Simone s’endort, la bouche ouverte, abrutie par les calmants. Adèle boit ce qu’il reste de la bouteille de gin. Elle termine un fond de vin blanc que sa mère a laissé près de la cuisinière. Elle ouvre les volets et regarde par la fenêtre, le parking désert, le petit jardin à l’herbe brûlée. Dans l’appartement sordide de son enfance, elle vacille et se cogne contre les murs. Elle a les mains qui tremblent. Elle voudrait dormir, tenir en sommeil la rage qui l’habite. Mais il fait encore jour. La soirée a à peine commencé et elle sort, la démarche titubante. Elle a laissé une enveloppe sur le buffet de l’entrée et la boîte orange contenant la broche.

Elle prend le bus jusqu’au centre-ville. Il fait beau et les rues sont animées. Des touristes se prennent en photo. Des jeunes boivent des bières, assis sur les pavés. Elle compte ses pas pour s’empêcher de tomber. Elle s’assoit sur une terrasse, au soleil. Sur les genoux de sa mère, un petit garçon souffle dans sa paille et fait des bulles dans son verre de Coca. Le serveur lui demande si elle attend quelqu’un. Elle fait non de la tête. Elle ne peut pas rester là. Elle libère la table et entre dans un bar.

Elle est déjà venue ici. Les tables sur la mezzanine, le comptoir poisseux, la petite scène dans le fond, tout cela lui semble familier. À moins que ce ne soit parce que le lieu est affreusement banal. Le bar est plein d’étudiants bruyants et ordinaires, heureux de fêter la réussite d’un examen et le début des vacances. Elle n’a rien à faire ici et elle sent bien que le barman la regarde d’un air soupçonneux, qu’il a remarqué ses mains qui tremblent, son regard éteint.

Elle boit son verre de bière. Elle a faim. Un garçon s’assoit à côté d’elle. Un jeune homme maigre, au visage doux. Il a les tempes rasées et de longs cheveux plaqués sur le haut du crâne. Il parle beaucoup mais elle entend à peine ce qu’il dit. Elle comprend qu’il est musicien. Qu’il travaille comme gardien dans un petit hôtel. Il parle de son enfant aussi. Un bébé de quelques mois qui vit avec sa mère dans une ville dont elle n’a pas retenu le nom. Elle sourit mais elle pense : mettez-moi là, nue, sur le comptoir. Tenez mes bras, empêchez-moi de bouger, plaquez mon visage contre le bar. Elle imagine que les hommes se succèdent, poussant leur verge à l’intérieur de son ventre, la tournant d’avant en arrière, jusqu’à déloger le chagrin, jusqu’à faire taire la peur tapie au fond d’elle. Elle aimerait n’avoir rien à dire, s’offrir comme ces filles qu’elle a vues à Paris, leurs yeux de chameaux collés aux vitrines des bars à hôtesses. Elle voudrait que la salle entière boive sur elle, qu’ils crachent sur elle, qu’ils atteignent jusqu’à ses entrailles et qu’ils les arrachent, jusqu’à n’être plus rien qu’un lambeau de chair morte.
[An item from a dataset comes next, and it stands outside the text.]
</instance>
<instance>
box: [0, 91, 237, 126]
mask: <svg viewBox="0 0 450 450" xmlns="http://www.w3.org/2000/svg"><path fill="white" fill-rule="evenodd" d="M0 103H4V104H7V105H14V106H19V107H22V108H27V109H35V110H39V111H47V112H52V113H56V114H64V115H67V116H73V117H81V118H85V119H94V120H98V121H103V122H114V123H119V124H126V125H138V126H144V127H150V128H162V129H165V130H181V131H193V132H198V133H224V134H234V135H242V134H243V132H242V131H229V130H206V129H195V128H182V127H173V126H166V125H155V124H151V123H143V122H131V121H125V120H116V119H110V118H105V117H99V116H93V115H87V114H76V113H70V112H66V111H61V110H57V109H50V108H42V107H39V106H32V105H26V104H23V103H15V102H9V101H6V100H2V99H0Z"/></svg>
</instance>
Ils sortent du bar par la porte de service. Le garçon roule un joint et le lui tend. Elle est euphorique et désespérée. Elle commence des phrases qu’elle ne termine pas. Elle répète : « J’ai oublié ce que je voulais dire. » Il lui demande si elle a des enfants. Elle pense à sa veste, qu’elle a laissée sur le fauteuil du salon. Elle a froid. Il faudrait rentrer mais il est si tard, l’appartement lui semble si loin. Elle n’osera jamais marcher seule jusque là-bas. Il faudrait s’armer de courage, peser le pour et le contre, se montrer raisonnable.